In light of recent unprecedented events surrounding the COVID-19 outbreak, the decision has been made to host the 2020 $200K Challenge virtually this fall with free registration. The PitchOff is scheduled for Thursday, September 17th from 5:00- 8:00 pm, and the Award Celebration is set for Thursday, October 1st at 5:00 pm.
As the newly rescheduled virtual events approach, we want to shine the spotlight on another unique $200K Challenge finalist. MicroBioMed is developing an operator-independent measurement device to quantitatively study vaginal wall skin properties. We talked to William Gardetto, COO of MicroBioMed to learn more about what led them to the $200K Challenge.
What was the genesis or inspiration for your idea?
Back a decade ago or so, a variety of mesh materials for vaginal wall prolapse repairs flooded the market. How would the vaginal wall respond to these materials was totally unknown.
My thought was that we should know more about the normal vaginal wall and its changes over time before inserting synthetic devices without means of testing their integration in the vaginal wall tissues. Our goals were simple: design a finger probe like device, small enough to be inserted in the vagina without causing pain or discomfort, stabilized without human hand control to avoid variations in measurements across several operators, and able to test rapidly the biomechanics of the vaginal skin.
Like a thermometer or a blood pressure cuff, this was intended to inform each woman of her vaginal tissue condition, with the intent of preventative or therapeutic interventions based on observed quantitative changes in tissue laxity over time. As a reliable and reproducible skin measurement tool, such a measurement device also had the potential of larger applications to plastic surgery, dermatology, robotics, etc…
What are the most significant barriers you’ve faced and overcome?
The main challenge has been the current lack of competitors as all other prototype devices are handheld and thus suffer from inter-observer as view by other technologies not incorporating fixed or robotic positioning.
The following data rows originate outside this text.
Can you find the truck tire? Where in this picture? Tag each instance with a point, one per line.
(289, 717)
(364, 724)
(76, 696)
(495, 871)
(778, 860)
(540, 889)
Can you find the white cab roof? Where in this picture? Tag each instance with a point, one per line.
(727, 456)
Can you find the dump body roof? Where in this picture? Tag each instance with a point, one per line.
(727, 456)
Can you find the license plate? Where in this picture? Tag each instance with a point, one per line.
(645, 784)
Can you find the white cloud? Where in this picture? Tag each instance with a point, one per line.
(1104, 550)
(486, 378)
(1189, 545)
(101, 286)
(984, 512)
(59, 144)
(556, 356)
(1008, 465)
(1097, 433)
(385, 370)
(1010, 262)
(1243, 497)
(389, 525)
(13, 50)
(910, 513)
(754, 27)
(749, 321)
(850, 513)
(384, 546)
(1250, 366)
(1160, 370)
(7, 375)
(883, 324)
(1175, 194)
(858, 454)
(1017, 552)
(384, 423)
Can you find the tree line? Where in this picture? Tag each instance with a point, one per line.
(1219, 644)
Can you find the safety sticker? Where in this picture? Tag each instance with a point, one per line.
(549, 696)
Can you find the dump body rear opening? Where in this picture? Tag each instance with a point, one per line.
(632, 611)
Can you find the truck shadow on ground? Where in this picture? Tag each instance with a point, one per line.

Currently, clinicians are happy to continue to use their fingers to palpate subjectively and their eyes to inspect tissues without the aid of a measurement tool that would be operator-independent and could track changes over time.
How does your product innovatively address the challenge?
After perfecting the vaginal biomechanics analyzer probe, getting it patented, and starting to get measurements in the office setting and in the operating room on patients with pelvic organ prolapse and age-matched controls with no prolapse, we worked on adding a lighted micro-camera inside the device chamber to see the rapid suction deformation in real-time.
When we concomitantly recorded the suction curve on our screen and were able to visualize the tissue deflection inside the aperture at the tip of the device with that camera, that was a Eureka moment!
If you win, what’s next?
Our next phase is to work with a marketing team to find a company in this space interested in developing the device for broad usage and then to expand its application to other medical fields, including plastics, robotics.
We wish MicroBioMed luck in this year’s $200K Challenge!